More like “keeping the lamps lit.” In terms of repertoire, performances and even sound, tenor saxophonist Grant Stewart‘s The Lighting of the Lamps (Cellar Live) could have been recorded for, say, Coral Records in 1957. The Toronto-born Stewart just turned 51, but he’s played mainly with musician several generations older, Louis Hayes, Clark Terry and Harold Mabern among them, and contemporary keepers of the flame. Half of the eight tunes are lesser-known bop-to-hard-bop excavations–two by Clifford Jordan, and one each by Thad Jones and Elmo Hope–while the title track, the lone original, is a steeplechase on the 1937 hit “All G*d’s Chillun Got Rhythm.” They’re played with grace and fidelity to the style with bassist David Wong walking sturdily, Tardo Hammer digging into his bag of Horace Silver devices on the piano and drummer Phil Stewart keeping things on a companionable simmer. On the front line, trumpeter Bruce Harris solos with the enthusiasm, if not always the logic, of a young Lee Morgan while the leader plays impressively long, over-the-bar statements on what sounds like a vintage tenor saxophone. The highlights might be the two ballads, “Ghost Of A Chance” and “I’m A Fool To Want You,” which Stewart wraps in his warm, Hudson’s Bay blanket tone. About the sound: the session was recorded at the legendary Rudy Van Gelder studios, but to these ears, it recalls the brassiness of RVG’s early work for Prestige than it does the more blended, close-miked ambience of his work for Blue Note.

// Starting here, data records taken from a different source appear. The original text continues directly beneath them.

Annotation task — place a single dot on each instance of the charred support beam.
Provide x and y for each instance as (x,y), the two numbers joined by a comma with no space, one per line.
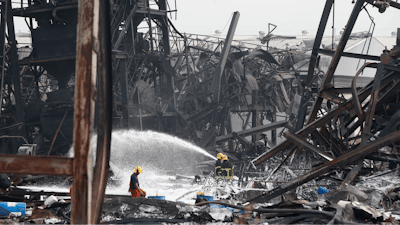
(83,110)
(127,25)
(104,119)
(124,92)
(255,117)
(164,27)
(338,162)
(368,124)
(36,165)
(318,40)
(219,70)
(15,71)
(249,132)
(335,60)
(313,61)
(304,144)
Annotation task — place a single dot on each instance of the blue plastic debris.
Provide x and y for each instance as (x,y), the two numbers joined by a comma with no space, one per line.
(322,190)
(157,197)
(12,207)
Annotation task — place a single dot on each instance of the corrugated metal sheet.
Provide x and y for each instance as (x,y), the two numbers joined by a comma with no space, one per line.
(349,66)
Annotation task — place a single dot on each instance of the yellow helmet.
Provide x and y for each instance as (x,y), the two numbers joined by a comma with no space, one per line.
(138,170)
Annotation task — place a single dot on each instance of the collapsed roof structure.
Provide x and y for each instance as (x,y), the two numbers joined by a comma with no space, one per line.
(190,87)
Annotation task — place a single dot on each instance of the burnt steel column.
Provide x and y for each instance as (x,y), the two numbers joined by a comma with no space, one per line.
(255,118)
(335,60)
(19,104)
(164,27)
(104,121)
(216,83)
(122,70)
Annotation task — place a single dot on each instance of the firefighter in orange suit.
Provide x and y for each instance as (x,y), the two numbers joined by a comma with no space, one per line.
(134,187)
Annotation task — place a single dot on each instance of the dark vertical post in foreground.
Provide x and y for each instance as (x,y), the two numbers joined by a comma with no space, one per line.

Melissa Stylianou, another Torontonian, is best known as one-third of the hard-swinging vocal group Duchess. With only Ike Sturm’s bass and Gene Bertoncini’s dapper guitar on Dream Dancing (Anzic Records), Stylianou’s great time is an asset, especially on what might have been called “rhythm tunes” 80 years ago. “Sweet and Lovely,” “It Could Happen To You,” “Perdido” and “Things Ain’t What They Used To Be) (here titled “Time’s A-Wastin’”) all sail out with effortless joy and abundant charm. With a voice that’s flexible and hornlike, but not smoky and deep, Stylianou’s not made to sing torch songs, but bittersweet regret is right up her alley. So is lovestruck reverie, as she demonstrates on “It Might As Well Be Spring” and a clever arrangement of “My Ideal” where she inserts the bridge of “Someone to Watch Over Me” before the final eight bars of the last chorus. It sounds just right there. The rapport with Sturm and Bertoncini is obvious—and it’s made explicit on her duet with Bertoncini on “My One And Only Love.” After a solo where he sounds like he’s remembering a long-ago love, Stylianou sings the final chorus, the last words of which are the song’s title. As the music dies away, an open mic in the studio caught the guitarist saying, maybe to the singer, or perhaps to that distant lover, “And you are.” Sweet.